Examples of long-term strategies and approaches the Initiative is supporting include, but are not limited to:
Creating an endowment to achieve financial sustainability and support organization’s long-term health equity and racial justice efforts.
Building cash reserves to stabilize and scale up organizational capacity.
Long-term investments such as real estate acquisition to build financial equity, create stability and/or expand revenue streams.
- Other financial tools to leverage lending power and/or other institutional investments.
At least 80% of the investment awards have been designated for long-term investment strategies such as the examples above, and up to 20% may be used to support operational costs.
Note: Applying for or receiving an Equity Collective Initiative investment award does not preclude organizations from pursuing other opportunities for funding through the Foundation. Visit our Open Funding page for information on upcoming funding opportunities.
The Foundation’s Role in the Initiative
We envision the Equity Collective Initiative as a long-term effort that will be sustained, at minimum, for five years. The Foundation hopes to partner with organizations who received investment awards for years to come.

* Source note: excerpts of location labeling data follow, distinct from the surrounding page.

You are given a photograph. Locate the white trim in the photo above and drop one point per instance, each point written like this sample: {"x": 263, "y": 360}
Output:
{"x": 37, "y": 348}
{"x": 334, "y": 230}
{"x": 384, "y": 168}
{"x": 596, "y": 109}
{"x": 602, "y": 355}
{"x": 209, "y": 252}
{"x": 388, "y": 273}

In addition to the investment awards, the Foundation is providing grantees with responsive wraparound support and technical assistance. The Foundation’s role in the Initiative will decline over time, as the groups in the collective continue to take ownership of their work within and across individual organizations. Collaboration and partnerships will not be forced on or required of organizations, but space and opportunities to do so will be created, supported and fostered over time. Additionally, the Foundation will continue to partner with organizations in the Initiative to leverage additional investments that will support long-term organizational and community needs.
Final investment award decisions were made late 2021, at which time selected organizations received their investment awards.
As part of this investment opportunity, the Foundation will partner with an external evaluator, and grantees will need to participate in activities related to this evaluation. The specific approach to the evaluation is still being developed, but we anticipate that each year we will ask for grantees to participate in evaluation activities such as evaluation design, interviews, surveys, etc. Evaluation activities will require no more than a few hours each year.
Health equity: Exists when there are no unnecessary, avoidable, unfair, unjust or systemically-caused differences in health status.
- POC led by: These organizations have a governing and implementation body (board, executive leadership, staff, etc.) who are predominantly people of color—Arab/Middle Eastern, Asian/Pacific Islander, Black/African American, Hispanic/Latinx, and Indigenous/Native American and multiracial communities—and their purpose is to center, improve the lives of and uplift that specific population.
- Power: At its core, power is defined the ability 1) to do something or act in a particular way and 2) to direct or influence the behavior of others or the course of events.
- Racial justice: Racial justice exists when there is not only the absence or alteration of systems that create and perpetuate racial disparities in areas including health, education and wealth, but the presence of a transformed and fundamentally different systems that operate on behalf and inclusive of communities of color.